One of the largest areas of interstate divergence goes to how states conceive of their courts as one court or many courts, and whether their courts are part of the state government itself, or part of local governments (which are creatures of state law but usually enjoy some autonomy from the state government).

One difference is whether the state trial court of general jurisdiction is regarded as a single entity or a set of many entities. Some states conceptualize of that court as a single unified court of statewide jurisdiction that merely happens to sit in particular counties or districts, while other states have a set of separate and coequal courts, one for each county or district. The most extreme exponent of the first position is New York, which has a single Supreme Court that sits as a trial court with general jurisdiction throughout the entire state.[24] The most extreme exponent of the second position is Texas, where each trial court is constituted as a legally distinct entity with a single judge.[25] The language in the Texas Constitution requiring one judge per court was not fixed until 1985.[26] Thus, an urban courthouse in Texas normally houses multiple single-judge trial courts sharing concurrent jurisdiction over the same county.[25]

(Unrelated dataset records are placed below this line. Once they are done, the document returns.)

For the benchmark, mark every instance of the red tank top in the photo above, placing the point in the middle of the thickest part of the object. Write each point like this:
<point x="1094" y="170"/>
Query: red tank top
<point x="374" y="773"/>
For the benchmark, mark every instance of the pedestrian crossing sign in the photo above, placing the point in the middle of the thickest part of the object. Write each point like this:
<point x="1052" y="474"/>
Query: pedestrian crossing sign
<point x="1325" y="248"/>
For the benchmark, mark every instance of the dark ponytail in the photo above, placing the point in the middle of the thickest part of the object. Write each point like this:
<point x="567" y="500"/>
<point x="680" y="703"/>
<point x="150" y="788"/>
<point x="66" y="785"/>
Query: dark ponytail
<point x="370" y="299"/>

Another difference is whether state trial courts, especially courts of limited jurisdiction, are created and funded as components of state government or local governments.[4] There are a great many hybrid systems which lie in between.[4] State courts which operate as part of the state government are more likely to have centralized court administration and oversight, which promotes professionalism and uniformity of procedure.[4] Local courts which operate as parts of local governments tend to see themselves as components of local communities, rather than as agents of the state government impartially applying state law.[4] Local courts are more likely to be integrated into local political machines and are more sensitive to local politics.[4]

The most significant danger which arises from the latter arrangement is that in the United States, local governments are also usually responsible for most of the other components of criminal justice, like police, prosecutors, and jails.[4] This clear conflict of interest has resulted in the development of predatory criminal justice systems more focused on sustaining themselves on revenue from excessive penal fines than ensuring the fair administration of justice or protecting the rights of the accused.[4]

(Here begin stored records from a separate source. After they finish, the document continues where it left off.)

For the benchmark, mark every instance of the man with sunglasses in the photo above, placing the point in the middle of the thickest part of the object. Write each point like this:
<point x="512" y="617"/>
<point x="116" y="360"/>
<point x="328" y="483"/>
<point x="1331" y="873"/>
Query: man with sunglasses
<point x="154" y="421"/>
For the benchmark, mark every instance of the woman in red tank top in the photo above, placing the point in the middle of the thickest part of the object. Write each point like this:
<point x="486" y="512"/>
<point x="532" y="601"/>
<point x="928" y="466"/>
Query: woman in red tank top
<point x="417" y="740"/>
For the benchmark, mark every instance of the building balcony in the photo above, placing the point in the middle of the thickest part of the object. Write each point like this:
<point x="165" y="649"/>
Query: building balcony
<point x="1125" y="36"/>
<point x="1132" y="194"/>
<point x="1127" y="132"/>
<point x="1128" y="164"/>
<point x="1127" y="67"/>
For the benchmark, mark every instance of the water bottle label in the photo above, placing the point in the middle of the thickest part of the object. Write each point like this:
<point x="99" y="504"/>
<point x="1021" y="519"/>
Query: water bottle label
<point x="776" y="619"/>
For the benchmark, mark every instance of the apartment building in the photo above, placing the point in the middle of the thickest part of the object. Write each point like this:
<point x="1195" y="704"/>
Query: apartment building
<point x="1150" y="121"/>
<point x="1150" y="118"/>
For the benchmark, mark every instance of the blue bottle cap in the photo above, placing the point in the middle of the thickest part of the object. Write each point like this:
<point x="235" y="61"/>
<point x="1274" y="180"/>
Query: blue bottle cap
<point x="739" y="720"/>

Differences among the states

[edit]

The foregoing summary is only a very rough generalization. There are a great many "oddities" and "extra wrinkles" from one state court system to the next, although the tendency in most states has been towards rationalization and simplification: "the further back in history one goes, the more confused the situation gets".[27]

  • Delaware, Mississippi, New Jersey, Tennessee and Wyoming make a distinction between a "court of law" and a "court of equity" (chancery court). For the most part in the American legal system, while the distinction between law and equity still has some legal consequences, separate court systems are not maintained at the federal level or in other states.[27]
  • Texas and Oklahoma have separate courts of last resort for criminal cases and other cases.[6][27] In all other states, there is a single court of last resort. While collateral attacks on criminal convictions, such as state level habeas corpus petitions, are usually considered to be technically civil cases, because they are not brought by a prosecutor and do not seek to convict someone of a crime, these suits are, in both states, appealed to the criminal court of last resort, rather than the civil court of last resort.
  • The highest appellate court in New York and the only appellate court in the District of Columbia, is called Court of Appeals rather than "Supreme Court." In New York, the Supreme Court is the court of general jurisdiction, and has both county trial divisions and four regional Appellate Divisions that serve as the intermediate appellate courts in the New York judiciary.
  • The courts of Louisiana and the Commonwealth of Puerto Rico are organized under a civil law model with significantly different procedures from those of the courts in all other states and the District of Columbia, which are based upon the traditions of the common law of England. The court process used in these jurisdictions differs considerably from that used in the federal courts and the courts of other states in non-criminal cases. However, the U.S. Constitution requires these jurisdictions to use procedures similar to those of other U.S. jurisdictions in criminal cases.
  • A small number of states lack an intermediate appellate court.[6] In those states, litigants in general jurisdiction courts usually have the right to appeal their cases directly to the state supreme court. One of the great informal traditions of American law is that everyone is generally entitled to at least one appeal of right on the merits from an adverse judgment,[28] but the U.S. Supreme Court has repeatedly ruled that appeal is not a federal constitutional right, meaning that states are not obligated to provide it.[29] Many states have rules that permit certain cases such as death penalty cases and election cases to be appealed directly to the state supreme court, even though most civil cases must be appealed first to an intermediate appellate court.
  • In Utah, civil cases are appealed directly to the state supreme court, which then has the power to refer the case instead to an intermediate appellate court, rather than being appealed first to an intermediate appellate court and then to a state supreme court. Oklahoma has a similar structure: civil cases are appealed directly to the Supreme Court, which can refer them down to the Courts of Civil Appeals. (Criminal cases are appealed to the Court of Criminal Appeals and there is no intermediate court for such cases).

Administration

[edit]

In most, but not all states (California and New York are significant exceptions), the state supreme court or a related administrative body has the power to write the rules of procedure that govern the courts through a rulemaking process. In a minority of the states, criminal and civil procedure are largely governed by state statutes.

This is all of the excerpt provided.